Many people have observed that Americans tend to deny death. We live a long time, have a lot of resources at our disposal to stave off death, and many of us are pretty advanced in years before we witness the death of someone close to us.
This might have something to do with the fact that Americans often take a long time to grow up and that we are so resistant to limits. Death is a great limiter. No amount of money or privilege can stop it. But we pretend otherwise for decades.
Bill and Bee Jai died way too soon. They still had a lot to do and a great deal to offer the rest of us. Death surprised them and broke the hearts of those who love them.

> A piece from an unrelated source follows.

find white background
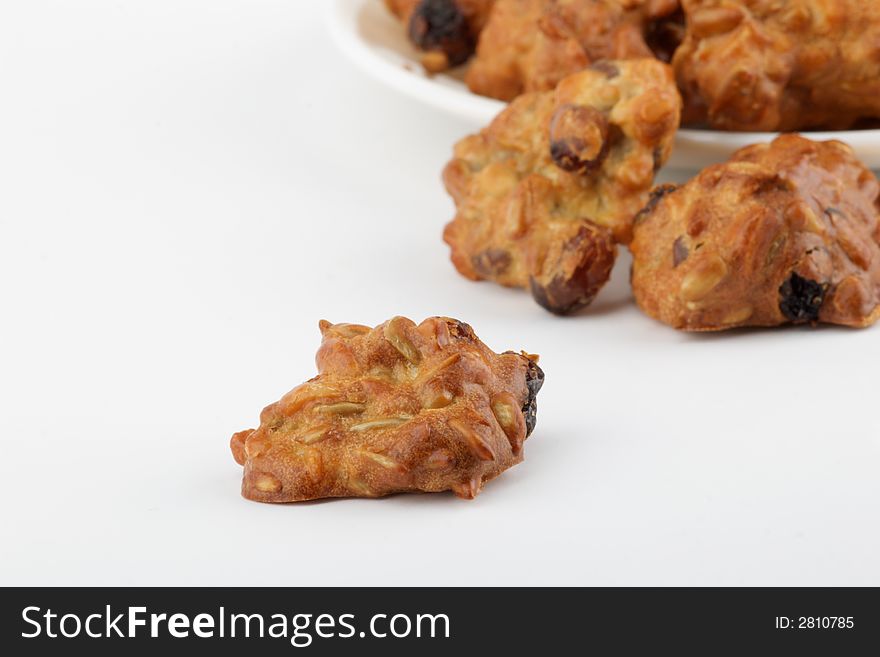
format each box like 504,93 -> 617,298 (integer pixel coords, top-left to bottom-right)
0,0 -> 880,585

Hitting my mid-fifties depressed me for several years. It hit me that my life was likely more than half over, and that many of the dreams that I had assumed I'd get to some day would instead die on the vine. Losing these close friends has prompted me to realize that understanding that we don't have all the time in the world is in fact a gift. Appearances to the contrary, our days are indeed numbered, and the number may be much lower than we assume. Rather than moving from the distraction and boredom that so often characterizes living like life will never end to feeling sorry for ourselves because it will, in fact end, we could instead move forward, with purpose and gratitude.
As Mary Oliver puts it:
Doesn't everything die at last, and too soon?
Tell me, what is it you plan to do
with your one wild and precious life?